Prédominante avant l'apparition de l'écriture italique, l'écriture secrétaire répond au besoin d'une écriture plus lisible et plus universellement reconnaissable que l'écriture pour livre (book hand) utilisée au Moyen Âge central, afin de permettre l'échange de correspondances, personnelles et d'affaires, sur de plus en plus grandes distances, ainsi qu'entre chancelleries et cours royales. L'écriture utilisée jusque-là par les secrétaires s'était développée à partir de l'écriture cursive, et est restée d'usage courant dans toutes les îles Britanniques durant tout le XVIIe siècle. En dépit de ses boucles et de ses fioritures, elle était beaucoup employée par les écrivains publics et par ceux qui passaient quotidiennement des heures à écrire.
En 1618, Martin Billingsley (en), un spécialiste en écriture manuscrite[3], distinguait trois formes d'écriture secrétaire, en plus des écritures mixtes, qui utilisaient quelques lettres de forme romaine, des écritures spécialisées, comme l'écriture légale employée pour les actes officiels des cours des plaids-communs et de la cour du banc du roi, et enfin les écritures archaïques utilisées pour grossoyer les pipe rolls (en) et autres documents.

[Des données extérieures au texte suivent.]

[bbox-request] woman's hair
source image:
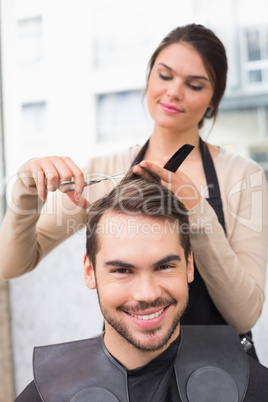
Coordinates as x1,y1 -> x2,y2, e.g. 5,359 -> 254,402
146,24 -> 228,128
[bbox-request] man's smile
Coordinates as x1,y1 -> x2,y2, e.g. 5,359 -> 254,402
126,308 -> 165,320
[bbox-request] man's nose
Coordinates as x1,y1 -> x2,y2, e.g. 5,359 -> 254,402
132,274 -> 161,302
167,80 -> 184,100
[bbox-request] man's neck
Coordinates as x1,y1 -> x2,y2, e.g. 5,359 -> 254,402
104,323 -> 180,370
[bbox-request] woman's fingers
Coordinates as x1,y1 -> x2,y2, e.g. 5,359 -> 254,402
67,191 -> 90,209
24,156 -> 84,203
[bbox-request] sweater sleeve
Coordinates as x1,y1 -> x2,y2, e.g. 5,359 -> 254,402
0,149 -> 130,279
189,152 -> 268,333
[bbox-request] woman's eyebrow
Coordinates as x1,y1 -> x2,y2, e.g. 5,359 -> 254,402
158,63 -> 209,81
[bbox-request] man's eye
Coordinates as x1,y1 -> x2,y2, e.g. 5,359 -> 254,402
112,268 -> 130,274
159,73 -> 172,81
157,264 -> 174,271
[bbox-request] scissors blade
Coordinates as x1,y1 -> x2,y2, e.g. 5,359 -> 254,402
58,173 -> 125,193
164,144 -> 194,173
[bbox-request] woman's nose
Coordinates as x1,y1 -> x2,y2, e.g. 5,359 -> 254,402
167,80 -> 184,100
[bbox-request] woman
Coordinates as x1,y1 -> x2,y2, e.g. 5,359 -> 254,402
0,24 -> 267,346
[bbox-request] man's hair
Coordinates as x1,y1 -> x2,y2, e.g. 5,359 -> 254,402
86,169 -> 191,268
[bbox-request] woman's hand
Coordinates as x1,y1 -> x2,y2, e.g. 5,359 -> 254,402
133,161 -> 201,210
23,156 -> 89,208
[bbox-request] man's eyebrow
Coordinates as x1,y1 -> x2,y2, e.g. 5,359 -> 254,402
153,254 -> 181,267
104,260 -> 135,269
158,63 -> 209,81
104,254 -> 181,269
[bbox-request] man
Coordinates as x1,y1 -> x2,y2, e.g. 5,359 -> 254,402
16,175 -> 268,402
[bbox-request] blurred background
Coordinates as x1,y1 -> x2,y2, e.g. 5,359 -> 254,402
0,0 -> 268,402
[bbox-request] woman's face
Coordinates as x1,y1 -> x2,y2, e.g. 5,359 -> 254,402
147,42 -> 213,131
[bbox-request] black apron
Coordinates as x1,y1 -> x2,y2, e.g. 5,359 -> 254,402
132,138 -> 258,360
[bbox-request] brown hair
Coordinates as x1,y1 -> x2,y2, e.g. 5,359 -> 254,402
146,24 -> 228,128
86,169 -> 191,267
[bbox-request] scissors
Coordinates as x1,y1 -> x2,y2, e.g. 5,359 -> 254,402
58,144 -> 194,193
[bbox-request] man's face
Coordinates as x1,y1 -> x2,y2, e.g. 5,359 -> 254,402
85,213 -> 193,351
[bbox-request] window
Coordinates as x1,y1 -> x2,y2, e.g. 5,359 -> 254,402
21,102 -> 46,139
96,90 -> 149,141
244,27 -> 268,86
18,17 -> 43,64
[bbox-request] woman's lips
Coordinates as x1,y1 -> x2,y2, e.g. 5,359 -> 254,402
160,102 -> 182,114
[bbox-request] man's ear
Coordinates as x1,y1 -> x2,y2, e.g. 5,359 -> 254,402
187,253 -> 194,283
84,254 -> 96,289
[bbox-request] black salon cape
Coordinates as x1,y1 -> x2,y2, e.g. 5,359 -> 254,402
15,337 -> 268,402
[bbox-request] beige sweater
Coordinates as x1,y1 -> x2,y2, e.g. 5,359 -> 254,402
0,144 -> 268,333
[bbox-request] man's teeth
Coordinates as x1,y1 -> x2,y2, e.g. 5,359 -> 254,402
129,309 -> 164,320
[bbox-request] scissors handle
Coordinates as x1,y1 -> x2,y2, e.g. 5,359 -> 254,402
164,144 -> 194,173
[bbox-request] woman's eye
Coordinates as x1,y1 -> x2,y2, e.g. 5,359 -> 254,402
188,84 -> 203,91
159,73 -> 172,81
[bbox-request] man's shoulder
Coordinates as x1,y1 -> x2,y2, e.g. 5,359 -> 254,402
245,357 -> 268,402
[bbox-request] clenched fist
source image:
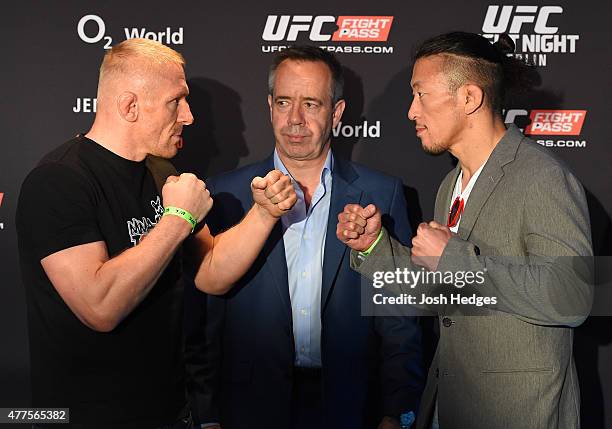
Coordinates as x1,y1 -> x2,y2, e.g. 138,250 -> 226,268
162,173 -> 213,222
251,170 -> 297,218
336,204 -> 382,252
410,220 -> 453,271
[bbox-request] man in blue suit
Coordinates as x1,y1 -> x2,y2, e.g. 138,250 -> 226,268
187,46 -> 423,429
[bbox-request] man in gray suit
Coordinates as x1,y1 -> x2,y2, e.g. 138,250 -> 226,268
336,33 -> 592,429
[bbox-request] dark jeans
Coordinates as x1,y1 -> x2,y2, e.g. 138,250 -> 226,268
292,368 -> 323,429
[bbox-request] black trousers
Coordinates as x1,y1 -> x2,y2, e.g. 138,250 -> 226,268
292,367 -> 323,429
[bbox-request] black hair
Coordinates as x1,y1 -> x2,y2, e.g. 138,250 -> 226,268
414,31 -> 539,112
268,45 -> 344,105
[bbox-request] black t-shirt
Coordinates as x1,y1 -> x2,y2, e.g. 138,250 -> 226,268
17,137 -> 185,428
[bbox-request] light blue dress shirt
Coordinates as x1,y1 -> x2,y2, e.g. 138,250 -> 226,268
274,150 -> 334,368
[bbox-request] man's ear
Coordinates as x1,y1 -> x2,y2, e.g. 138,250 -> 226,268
117,91 -> 138,122
460,83 -> 484,115
332,100 -> 346,128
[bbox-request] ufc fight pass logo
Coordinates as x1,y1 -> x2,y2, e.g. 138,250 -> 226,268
261,15 -> 393,54
504,109 -> 587,148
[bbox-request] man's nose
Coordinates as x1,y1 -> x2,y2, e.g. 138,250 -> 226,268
178,100 -> 193,125
408,97 -> 418,121
288,104 -> 304,125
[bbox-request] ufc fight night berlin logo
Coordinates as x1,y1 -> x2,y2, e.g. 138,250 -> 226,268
261,15 -> 393,54
482,5 -> 580,67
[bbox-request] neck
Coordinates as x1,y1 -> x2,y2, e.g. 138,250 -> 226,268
85,118 -> 147,162
277,146 -> 330,186
277,146 -> 330,207
449,117 -> 506,183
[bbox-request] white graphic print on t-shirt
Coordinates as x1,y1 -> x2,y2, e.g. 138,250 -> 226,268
127,195 -> 164,246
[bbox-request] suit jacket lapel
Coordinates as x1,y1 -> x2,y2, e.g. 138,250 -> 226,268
257,156 -> 293,321
321,158 -> 362,312
434,164 -> 461,225
456,125 -> 524,240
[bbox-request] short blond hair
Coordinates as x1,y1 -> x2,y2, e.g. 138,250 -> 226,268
99,38 -> 185,86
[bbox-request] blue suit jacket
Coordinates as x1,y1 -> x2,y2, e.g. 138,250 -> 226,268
186,157 -> 423,429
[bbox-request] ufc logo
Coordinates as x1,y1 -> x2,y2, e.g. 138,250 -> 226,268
261,15 -> 336,42
482,5 -> 563,34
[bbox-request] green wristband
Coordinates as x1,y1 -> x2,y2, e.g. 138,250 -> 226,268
359,228 -> 382,256
163,206 -> 198,232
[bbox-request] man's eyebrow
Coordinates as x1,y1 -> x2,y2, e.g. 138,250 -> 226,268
303,97 -> 323,104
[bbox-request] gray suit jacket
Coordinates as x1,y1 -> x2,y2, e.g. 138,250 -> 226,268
351,126 -> 592,429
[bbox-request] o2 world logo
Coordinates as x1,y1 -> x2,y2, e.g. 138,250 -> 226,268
482,5 -> 580,66
77,15 -> 183,49
261,15 -> 393,54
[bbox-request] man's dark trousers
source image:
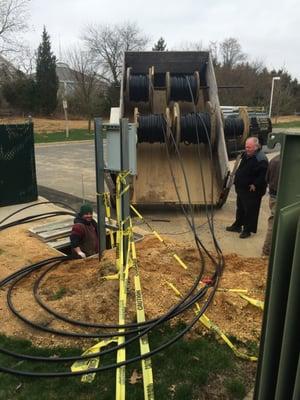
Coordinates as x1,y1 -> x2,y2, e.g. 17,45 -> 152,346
235,190 -> 262,233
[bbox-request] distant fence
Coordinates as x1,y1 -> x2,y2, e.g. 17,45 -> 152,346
0,123 -> 38,206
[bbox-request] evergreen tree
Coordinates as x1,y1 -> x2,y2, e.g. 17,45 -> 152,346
36,27 -> 58,115
152,37 -> 167,51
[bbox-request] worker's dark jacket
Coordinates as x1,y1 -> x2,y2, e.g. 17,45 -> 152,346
70,216 -> 98,257
234,150 -> 268,196
234,151 -> 268,233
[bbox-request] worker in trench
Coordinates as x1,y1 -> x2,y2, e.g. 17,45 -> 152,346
70,204 -> 98,258
226,137 -> 268,239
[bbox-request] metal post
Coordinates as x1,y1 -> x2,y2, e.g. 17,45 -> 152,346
120,118 -> 130,262
95,118 -> 106,260
269,76 -> 280,118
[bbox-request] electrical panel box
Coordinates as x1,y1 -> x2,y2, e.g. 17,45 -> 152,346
105,124 -> 137,175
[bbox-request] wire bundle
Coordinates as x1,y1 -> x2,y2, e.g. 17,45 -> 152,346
129,74 -> 149,102
224,117 -> 244,138
137,114 -> 167,143
170,75 -> 198,102
180,112 -> 211,144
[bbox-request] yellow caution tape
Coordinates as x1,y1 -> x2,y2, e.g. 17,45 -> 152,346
131,219 -> 154,400
217,288 -> 248,293
71,338 -> 118,383
130,205 -> 192,269
167,282 -> 257,361
152,230 -> 164,243
116,175 -> 126,400
173,253 -> 187,269
130,205 -> 144,221
103,192 -> 115,248
238,293 -> 264,310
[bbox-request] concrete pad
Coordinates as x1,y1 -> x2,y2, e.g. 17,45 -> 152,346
0,197 -> 72,224
36,142 -> 277,257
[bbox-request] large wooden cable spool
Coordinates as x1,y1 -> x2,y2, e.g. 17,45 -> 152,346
166,71 -> 200,104
205,101 -> 217,148
133,107 -> 172,143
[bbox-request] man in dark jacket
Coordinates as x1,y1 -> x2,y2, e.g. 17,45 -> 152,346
226,137 -> 268,239
70,204 -> 98,258
262,154 -> 280,256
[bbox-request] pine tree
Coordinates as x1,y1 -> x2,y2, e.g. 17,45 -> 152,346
36,27 -> 58,115
152,37 -> 167,51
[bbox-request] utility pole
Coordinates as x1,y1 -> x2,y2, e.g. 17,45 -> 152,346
95,118 -> 106,260
120,118 -> 130,262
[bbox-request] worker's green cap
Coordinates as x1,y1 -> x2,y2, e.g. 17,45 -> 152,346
78,203 -> 93,217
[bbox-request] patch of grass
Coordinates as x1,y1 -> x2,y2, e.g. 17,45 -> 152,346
34,129 -> 94,143
272,121 -> 300,128
0,326 -> 253,400
224,378 -> 246,399
49,287 -> 67,300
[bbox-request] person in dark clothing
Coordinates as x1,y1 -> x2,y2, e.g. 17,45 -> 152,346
262,154 -> 280,257
70,204 -> 98,258
226,137 -> 268,239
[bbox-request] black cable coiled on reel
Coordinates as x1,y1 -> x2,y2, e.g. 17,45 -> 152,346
129,75 -> 149,102
180,112 -> 211,144
224,117 -> 244,138
137,114 -> 167,143
170,75 -> 198,102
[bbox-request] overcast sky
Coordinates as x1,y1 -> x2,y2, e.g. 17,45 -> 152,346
27,0 -> 300,81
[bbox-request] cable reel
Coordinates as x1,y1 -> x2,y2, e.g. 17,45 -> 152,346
166,71 -> 200,104
125,67 -> 154,108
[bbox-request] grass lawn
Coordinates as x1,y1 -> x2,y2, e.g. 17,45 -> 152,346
0,327 -> 256,400
34,129 -> 94,143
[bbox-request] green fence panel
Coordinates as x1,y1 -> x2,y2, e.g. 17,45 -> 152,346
0,123 -> 38,206
254,133 -> 300,400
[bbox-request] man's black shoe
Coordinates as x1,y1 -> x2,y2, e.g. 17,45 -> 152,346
226,224 -> 242,233
240,231 -> 251,239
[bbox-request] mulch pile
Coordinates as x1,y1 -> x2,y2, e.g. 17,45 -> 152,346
0,227 -> 267,346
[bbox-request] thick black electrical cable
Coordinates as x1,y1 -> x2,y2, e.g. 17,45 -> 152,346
0,280 -> 216,378
137,114 -> 166,143
0,253 -> 209,368
0,201 -> 76,225
224,117 -> 244,138
180,112 -> 211,144
0,83 -> 225,376
187,75 -> 224,273
170,75 -> 198,102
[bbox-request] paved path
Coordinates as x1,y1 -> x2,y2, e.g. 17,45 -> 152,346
35,141 -> 96,201
36,142 -> 275,257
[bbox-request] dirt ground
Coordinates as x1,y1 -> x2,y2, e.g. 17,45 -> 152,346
0,226 -> 267,347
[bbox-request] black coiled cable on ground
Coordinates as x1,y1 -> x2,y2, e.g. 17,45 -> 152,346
137,114 -> 166,143
180,112 -> 211,144
170,75 -> 198,102
129,74 -> 149,102
224,118 -> 244,138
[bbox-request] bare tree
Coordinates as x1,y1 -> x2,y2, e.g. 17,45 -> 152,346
83,22 -> 150,85
220,38 -> 247,68
65,46 -> 103,131
173,41 -> 205,51
0,0 -> 30,54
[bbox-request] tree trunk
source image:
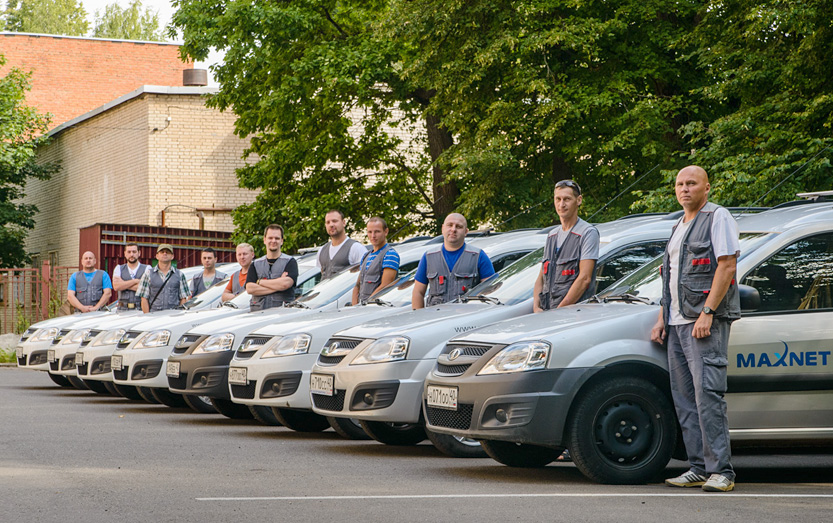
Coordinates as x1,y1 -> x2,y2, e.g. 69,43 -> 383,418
425,114 -> 460,232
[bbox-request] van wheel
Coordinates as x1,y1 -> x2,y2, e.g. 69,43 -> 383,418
66,376 -> 90,390
249,405 -> 281,427
136,387 -> 159,405
272,407 -> 330,432
568,377 -> 677,485
151,388 -> 187,409
425,429 -> 489,458
211,398 -> 253,419
480,440 -> 564,468
46,372 -> 72,387
182,394 -> 220,414
327,416 -> 370,440
81,379 -> 110,395
359,420 -> 425,446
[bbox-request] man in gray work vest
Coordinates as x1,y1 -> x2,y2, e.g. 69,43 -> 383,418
315,209 -> 367,280
651,165 -> 740,492
191,247 -> 226,296
113,243 -> 148,310
67,251 -> 113,312
136,243 -> 190,314
411,213 -> 495,309
532,180 -> 599,312
246,223 -> 298,311
352,216 -> 399,305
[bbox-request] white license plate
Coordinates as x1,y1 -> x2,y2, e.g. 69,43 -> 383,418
229,367 -> 249,385
309,374 -> 335,396
425,385 -> 457,410
165,361 -> 179,378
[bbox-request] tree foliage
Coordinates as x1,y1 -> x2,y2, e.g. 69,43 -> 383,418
3,0 -> 89,36
93,0 -> 165,42
0,55 -> 57,267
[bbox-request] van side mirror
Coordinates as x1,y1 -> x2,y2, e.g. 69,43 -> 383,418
738,285 -> 761,313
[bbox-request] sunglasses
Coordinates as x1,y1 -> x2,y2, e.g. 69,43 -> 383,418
555,180 -> 581,195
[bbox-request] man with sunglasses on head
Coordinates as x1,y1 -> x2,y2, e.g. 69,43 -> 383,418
533,180 -> 599,312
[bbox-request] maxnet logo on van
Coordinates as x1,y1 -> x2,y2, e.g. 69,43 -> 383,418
738,341 -> 831,369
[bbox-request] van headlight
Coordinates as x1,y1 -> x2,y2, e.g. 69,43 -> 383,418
350,336 -> 411,365
477,341 -> 550,376
133,330 -> 171,349
61,329 -> 90,345
260,334 -> 312,359
93,329 -> 126,347
191,332 -> 234,354
29,327 -> 60,341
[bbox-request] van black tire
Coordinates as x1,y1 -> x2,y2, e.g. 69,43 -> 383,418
480,440 -> 564,468
568,377 -> 677,485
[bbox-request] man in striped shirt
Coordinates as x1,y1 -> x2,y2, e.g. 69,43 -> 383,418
352,216 -> 399,305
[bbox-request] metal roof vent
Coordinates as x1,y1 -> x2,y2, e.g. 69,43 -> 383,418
182,69 -> 208,87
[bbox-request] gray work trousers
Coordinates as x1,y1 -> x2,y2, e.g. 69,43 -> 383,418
668,319 -> 735,481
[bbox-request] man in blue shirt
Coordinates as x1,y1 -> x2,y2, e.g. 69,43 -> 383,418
67,251 -> 113,312
411,213 -> 495,309
352,216 -> 399,305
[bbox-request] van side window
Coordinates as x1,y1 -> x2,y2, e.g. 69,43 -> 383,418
741,233 -> 833,312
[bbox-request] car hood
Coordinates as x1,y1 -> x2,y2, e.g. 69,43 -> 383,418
251,305 -> 402,336
188,307 -> 320,335
338,301 -> 498,339
451,302 -> 659,345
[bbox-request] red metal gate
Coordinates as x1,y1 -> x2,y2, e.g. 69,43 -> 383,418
0,260 -> 78,334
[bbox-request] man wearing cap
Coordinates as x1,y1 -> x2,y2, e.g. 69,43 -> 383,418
532,180 -> 599,312
352,216 -> 399,305
222,243 -> 255,301
411,213 -> 495,309
67,251 -> 113,312
191,247 -> 226,296
136,243 -> 190,313
315,209 -> 367,280
113,243 -> 148,310
246,223 -> 298,311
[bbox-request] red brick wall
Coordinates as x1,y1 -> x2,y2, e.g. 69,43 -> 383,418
0,33 -> 194,128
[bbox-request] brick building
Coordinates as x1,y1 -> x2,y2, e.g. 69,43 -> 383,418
25,86 -> 255,265
0,32 -> 194,127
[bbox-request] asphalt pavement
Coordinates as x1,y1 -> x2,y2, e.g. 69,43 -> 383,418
0,368 -> 833,523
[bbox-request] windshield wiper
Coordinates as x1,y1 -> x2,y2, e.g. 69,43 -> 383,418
602,292 -> 654,305
460,294 -> 503,305
364,298 -> 393,307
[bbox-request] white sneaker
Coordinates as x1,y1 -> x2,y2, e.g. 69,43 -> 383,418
703,474 -> 735,492
665,470 -> 706,487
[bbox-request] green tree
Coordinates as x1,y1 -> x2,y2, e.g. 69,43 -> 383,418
169,0 -> 456,248
3,0 -> 89,36
93,0 -> 165,42
643,0 -> 833,208
0,55 -> 57,267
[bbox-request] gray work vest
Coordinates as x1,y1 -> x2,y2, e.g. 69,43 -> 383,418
147,267 -> 182,312
191,270 -> 226,296
425,244 -> 480,307
538,218 -> 596,310
119,263 -> 148,309
249,253 -> 295,311
359,243 -> 396,302
75,270 -> 104,312
231,271 -> 246,296
662,202 -> 740,325
318,238 -> 359,280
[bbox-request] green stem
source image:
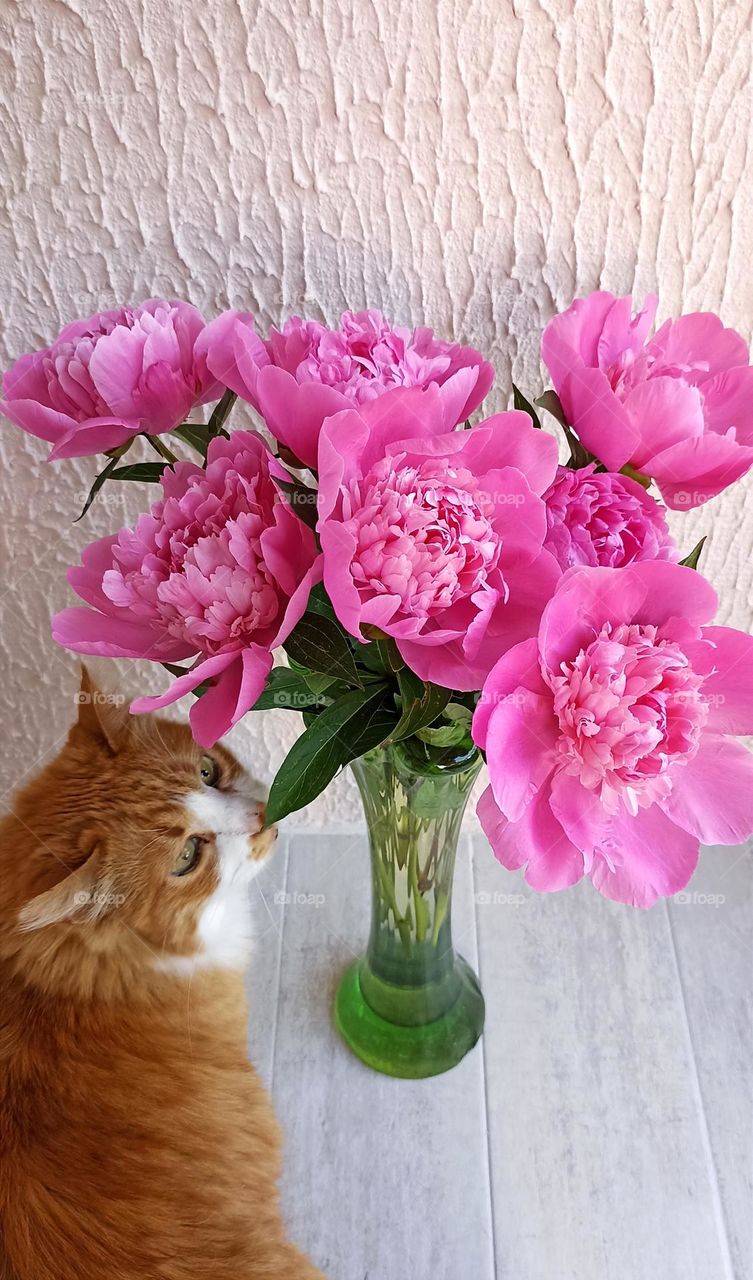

À l'époque du roi Henri VII, beaucoup d'écrivains commencèrent à adopter le style « italien », une écriture cursive développée à partir de l'humaniste minuscule ou « romaine », qui était plus facile à lire, mais aussi plus facile à contrefaire. On apprenait souvent aux dames anglaises cette « écriture italienne », qui convenait à leurs besoins épistolaires occasionnels[4].